SarA as a Target for the Treatment and Prevention of Staphylococcal Biofilm-Associated Infection.

摘要

Genetic studies in the PI s laboratory demonstrated that mutation of the staphylococcal accessory regulator (sarA) limits biofilm formation inStaphylococcus aureus to a degree that can be correlated with increased antibiotic susceptibility and an improved therapeutic outcome in biofilm-associated infections. The goal of this project was to take therapeutic advantage of this observation by identifying small molecule inhibitors of sarA expression and/or function. To this end, we proposed two sets of experiments, the first being to carry out a large scale screen to identify inhibitors that offer the most promise.
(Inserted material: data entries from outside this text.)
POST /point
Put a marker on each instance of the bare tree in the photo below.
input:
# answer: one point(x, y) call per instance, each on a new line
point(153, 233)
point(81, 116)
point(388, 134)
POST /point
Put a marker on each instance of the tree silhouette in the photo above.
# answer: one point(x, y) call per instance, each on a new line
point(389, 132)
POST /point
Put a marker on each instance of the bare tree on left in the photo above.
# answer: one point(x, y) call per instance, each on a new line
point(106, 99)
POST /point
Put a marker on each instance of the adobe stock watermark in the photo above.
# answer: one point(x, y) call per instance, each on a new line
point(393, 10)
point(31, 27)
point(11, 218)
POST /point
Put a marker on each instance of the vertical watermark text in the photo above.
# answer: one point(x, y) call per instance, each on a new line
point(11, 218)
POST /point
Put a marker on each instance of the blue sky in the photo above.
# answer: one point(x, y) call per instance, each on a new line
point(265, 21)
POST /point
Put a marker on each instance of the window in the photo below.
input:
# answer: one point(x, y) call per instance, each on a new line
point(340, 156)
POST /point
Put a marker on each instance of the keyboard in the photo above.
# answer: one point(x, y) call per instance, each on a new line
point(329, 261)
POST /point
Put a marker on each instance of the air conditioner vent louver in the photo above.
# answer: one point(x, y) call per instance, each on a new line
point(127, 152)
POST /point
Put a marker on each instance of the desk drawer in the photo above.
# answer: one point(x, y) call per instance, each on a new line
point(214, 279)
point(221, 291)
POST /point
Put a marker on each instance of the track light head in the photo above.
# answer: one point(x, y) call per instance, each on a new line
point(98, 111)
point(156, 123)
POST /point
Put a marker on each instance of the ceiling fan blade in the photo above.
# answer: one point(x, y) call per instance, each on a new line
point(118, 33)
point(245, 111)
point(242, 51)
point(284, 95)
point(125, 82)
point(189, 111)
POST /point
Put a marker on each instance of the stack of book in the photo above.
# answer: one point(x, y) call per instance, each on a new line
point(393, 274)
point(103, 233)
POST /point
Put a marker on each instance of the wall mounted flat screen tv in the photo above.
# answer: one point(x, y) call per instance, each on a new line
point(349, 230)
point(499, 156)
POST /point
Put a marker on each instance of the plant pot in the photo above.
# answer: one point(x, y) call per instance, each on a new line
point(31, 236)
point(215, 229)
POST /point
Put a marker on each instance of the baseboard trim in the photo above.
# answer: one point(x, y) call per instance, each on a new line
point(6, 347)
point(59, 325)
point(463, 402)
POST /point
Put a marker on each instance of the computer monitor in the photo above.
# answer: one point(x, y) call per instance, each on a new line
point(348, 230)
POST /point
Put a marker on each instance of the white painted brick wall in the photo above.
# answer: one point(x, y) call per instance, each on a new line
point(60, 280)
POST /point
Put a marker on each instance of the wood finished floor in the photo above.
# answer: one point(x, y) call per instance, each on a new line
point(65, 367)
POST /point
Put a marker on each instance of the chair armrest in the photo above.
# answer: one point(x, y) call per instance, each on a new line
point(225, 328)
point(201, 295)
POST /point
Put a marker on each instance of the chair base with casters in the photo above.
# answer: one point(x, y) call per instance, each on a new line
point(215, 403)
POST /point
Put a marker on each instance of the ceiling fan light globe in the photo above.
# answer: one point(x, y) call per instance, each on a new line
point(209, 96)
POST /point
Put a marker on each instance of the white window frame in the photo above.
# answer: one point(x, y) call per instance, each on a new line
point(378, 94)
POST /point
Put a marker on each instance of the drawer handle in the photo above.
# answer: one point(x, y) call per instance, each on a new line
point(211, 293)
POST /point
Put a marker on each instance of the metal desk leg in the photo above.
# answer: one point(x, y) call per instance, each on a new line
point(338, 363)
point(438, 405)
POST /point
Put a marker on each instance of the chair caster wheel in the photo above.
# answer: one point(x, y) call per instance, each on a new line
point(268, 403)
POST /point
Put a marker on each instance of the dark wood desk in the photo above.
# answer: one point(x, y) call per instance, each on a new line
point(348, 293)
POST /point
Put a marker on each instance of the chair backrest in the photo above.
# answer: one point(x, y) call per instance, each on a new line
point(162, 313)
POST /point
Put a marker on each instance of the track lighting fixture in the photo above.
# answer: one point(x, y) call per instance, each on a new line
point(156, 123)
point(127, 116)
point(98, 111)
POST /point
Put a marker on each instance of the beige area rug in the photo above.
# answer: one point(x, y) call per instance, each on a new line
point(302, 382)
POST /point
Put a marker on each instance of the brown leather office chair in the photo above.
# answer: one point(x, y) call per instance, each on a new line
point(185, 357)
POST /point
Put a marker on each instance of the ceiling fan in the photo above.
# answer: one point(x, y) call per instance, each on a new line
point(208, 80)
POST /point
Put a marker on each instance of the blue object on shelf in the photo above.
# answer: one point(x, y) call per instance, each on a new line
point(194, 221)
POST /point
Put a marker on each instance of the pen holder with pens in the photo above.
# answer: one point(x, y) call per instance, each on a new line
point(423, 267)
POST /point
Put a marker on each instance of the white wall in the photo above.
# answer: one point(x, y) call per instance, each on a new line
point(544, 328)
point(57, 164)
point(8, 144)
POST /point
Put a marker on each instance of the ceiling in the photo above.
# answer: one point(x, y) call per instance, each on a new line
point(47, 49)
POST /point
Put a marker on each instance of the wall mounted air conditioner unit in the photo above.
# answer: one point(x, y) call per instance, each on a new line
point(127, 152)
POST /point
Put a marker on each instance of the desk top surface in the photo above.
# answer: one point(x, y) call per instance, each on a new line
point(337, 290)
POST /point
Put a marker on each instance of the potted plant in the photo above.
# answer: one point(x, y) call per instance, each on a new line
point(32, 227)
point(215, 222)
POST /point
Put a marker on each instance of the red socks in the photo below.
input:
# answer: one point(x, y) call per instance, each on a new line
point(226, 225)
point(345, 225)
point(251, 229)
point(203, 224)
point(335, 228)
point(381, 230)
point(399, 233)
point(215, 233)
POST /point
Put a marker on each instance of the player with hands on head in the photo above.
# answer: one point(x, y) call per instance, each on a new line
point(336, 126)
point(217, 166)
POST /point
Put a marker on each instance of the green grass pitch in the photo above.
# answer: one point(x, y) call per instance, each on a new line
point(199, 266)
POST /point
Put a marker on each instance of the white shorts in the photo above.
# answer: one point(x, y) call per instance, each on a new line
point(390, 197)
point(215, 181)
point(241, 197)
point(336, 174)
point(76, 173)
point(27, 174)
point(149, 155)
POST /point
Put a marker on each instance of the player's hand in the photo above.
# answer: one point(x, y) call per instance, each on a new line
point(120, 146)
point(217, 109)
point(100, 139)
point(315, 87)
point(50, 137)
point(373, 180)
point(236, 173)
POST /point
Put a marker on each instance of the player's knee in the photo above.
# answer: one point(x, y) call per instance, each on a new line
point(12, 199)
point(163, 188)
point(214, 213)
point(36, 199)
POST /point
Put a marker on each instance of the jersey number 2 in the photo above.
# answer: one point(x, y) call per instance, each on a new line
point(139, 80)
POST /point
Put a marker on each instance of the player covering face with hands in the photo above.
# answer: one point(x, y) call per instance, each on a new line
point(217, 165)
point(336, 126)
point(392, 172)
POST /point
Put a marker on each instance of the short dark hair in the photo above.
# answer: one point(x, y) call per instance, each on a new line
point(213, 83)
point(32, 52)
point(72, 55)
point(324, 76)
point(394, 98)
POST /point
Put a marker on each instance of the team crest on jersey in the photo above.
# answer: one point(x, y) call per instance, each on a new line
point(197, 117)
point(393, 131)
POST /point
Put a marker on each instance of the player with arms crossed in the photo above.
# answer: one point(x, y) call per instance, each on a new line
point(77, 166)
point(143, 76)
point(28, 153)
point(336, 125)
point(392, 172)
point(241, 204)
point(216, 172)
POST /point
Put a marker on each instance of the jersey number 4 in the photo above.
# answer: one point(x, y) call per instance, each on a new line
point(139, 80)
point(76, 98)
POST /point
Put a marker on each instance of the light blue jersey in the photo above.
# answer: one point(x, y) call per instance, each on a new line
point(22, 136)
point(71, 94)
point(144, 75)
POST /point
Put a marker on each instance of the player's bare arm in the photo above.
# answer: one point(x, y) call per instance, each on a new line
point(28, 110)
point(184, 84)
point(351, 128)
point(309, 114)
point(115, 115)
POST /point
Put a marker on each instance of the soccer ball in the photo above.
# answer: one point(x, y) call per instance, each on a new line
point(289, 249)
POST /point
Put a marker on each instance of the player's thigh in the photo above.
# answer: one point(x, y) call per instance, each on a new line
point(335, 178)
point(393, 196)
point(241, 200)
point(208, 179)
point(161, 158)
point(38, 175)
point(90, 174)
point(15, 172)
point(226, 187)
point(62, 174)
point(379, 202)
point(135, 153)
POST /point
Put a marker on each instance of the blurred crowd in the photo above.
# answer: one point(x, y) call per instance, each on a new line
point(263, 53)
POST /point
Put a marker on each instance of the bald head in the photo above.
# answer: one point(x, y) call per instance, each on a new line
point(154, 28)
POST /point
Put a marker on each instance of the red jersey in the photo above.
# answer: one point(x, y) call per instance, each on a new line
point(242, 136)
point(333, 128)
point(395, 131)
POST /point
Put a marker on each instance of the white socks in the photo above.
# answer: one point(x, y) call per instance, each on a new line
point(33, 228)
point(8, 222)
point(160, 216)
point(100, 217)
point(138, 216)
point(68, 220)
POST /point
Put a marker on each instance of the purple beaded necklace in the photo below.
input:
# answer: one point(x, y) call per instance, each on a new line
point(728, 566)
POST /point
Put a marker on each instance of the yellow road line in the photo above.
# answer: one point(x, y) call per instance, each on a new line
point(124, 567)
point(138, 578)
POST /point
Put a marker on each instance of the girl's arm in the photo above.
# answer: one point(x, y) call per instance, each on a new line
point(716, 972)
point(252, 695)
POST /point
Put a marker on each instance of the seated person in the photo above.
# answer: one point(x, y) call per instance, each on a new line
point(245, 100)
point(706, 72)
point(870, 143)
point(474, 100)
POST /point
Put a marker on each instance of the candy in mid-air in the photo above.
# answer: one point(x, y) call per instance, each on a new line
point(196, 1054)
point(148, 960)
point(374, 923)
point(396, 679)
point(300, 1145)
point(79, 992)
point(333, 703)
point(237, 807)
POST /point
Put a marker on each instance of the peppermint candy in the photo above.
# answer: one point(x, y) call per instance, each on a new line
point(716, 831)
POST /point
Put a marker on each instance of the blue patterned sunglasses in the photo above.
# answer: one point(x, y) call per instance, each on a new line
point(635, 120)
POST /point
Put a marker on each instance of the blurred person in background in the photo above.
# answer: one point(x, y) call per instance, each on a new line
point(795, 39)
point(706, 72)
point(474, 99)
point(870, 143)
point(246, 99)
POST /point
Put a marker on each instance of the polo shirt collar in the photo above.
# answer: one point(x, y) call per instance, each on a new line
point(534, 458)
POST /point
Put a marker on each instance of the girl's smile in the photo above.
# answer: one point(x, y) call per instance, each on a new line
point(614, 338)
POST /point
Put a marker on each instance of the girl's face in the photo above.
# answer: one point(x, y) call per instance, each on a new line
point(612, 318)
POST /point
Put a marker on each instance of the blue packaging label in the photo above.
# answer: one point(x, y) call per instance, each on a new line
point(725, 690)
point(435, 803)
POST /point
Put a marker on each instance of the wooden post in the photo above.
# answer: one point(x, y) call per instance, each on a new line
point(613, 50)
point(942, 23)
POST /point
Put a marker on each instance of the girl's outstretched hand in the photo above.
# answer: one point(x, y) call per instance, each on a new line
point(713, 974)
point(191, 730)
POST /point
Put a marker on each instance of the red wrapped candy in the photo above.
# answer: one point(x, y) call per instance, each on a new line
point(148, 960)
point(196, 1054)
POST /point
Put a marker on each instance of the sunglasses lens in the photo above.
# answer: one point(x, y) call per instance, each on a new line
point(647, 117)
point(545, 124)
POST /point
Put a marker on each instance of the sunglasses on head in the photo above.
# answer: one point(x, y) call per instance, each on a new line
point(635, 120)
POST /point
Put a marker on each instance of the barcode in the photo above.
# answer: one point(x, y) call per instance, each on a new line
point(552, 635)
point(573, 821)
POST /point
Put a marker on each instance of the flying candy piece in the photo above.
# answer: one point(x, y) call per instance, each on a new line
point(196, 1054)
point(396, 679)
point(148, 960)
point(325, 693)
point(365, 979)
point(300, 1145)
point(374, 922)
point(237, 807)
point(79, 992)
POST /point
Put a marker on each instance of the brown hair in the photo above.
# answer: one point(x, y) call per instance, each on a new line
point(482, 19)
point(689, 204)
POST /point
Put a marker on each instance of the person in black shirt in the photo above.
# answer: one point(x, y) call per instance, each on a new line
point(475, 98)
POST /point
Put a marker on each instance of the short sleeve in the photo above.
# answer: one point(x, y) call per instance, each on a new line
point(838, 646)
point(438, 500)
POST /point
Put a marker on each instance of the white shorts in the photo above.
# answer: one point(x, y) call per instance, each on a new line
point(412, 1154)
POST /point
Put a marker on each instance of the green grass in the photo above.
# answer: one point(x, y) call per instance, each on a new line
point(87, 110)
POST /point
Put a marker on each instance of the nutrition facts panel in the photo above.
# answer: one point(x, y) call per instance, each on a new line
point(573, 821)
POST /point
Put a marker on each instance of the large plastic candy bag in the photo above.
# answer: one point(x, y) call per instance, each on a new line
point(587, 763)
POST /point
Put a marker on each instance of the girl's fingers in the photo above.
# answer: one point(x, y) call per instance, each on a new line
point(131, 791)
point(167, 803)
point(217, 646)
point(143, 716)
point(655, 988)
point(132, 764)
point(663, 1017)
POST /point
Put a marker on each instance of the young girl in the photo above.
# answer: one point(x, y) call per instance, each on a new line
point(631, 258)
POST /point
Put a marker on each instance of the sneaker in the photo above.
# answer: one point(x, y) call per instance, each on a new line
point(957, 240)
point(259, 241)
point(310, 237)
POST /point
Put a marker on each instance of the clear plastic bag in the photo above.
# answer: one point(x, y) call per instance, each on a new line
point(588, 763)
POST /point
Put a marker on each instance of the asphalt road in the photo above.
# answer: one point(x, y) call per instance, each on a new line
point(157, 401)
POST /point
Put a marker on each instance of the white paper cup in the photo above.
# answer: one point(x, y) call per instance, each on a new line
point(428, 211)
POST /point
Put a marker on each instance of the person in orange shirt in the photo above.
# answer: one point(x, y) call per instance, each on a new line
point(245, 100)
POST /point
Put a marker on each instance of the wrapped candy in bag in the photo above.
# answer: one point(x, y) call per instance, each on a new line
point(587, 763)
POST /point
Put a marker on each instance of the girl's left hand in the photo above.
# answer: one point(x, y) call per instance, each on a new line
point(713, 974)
This was done using genetic reporter constructs proven to accurately reflect the functional status of sarA. The second was to then evaluate the therapeutic efficacy of the most promising inhibitors using established animal models of biofilm-associated infection. In our screen of >30,000 compounds, we identified 31 of potential interest, but secondary screens, including those assessing biofilm formation and the production of SarA itself, led us to focus on a single compound (ST028355). However, this compound was ultimately found to be unstable, thus greatly delaying and ultimately preventing our ability to carry out the intended in vivo studies. To overcome this, we began a collaboration with Dr. Peter Crooks, a medicinal chemist and Chairman of the Department of Pharmaceutical Sciences at the University of Arkansas for Medical Sciences. This led to the synthesis of over 200 analogs of this compound.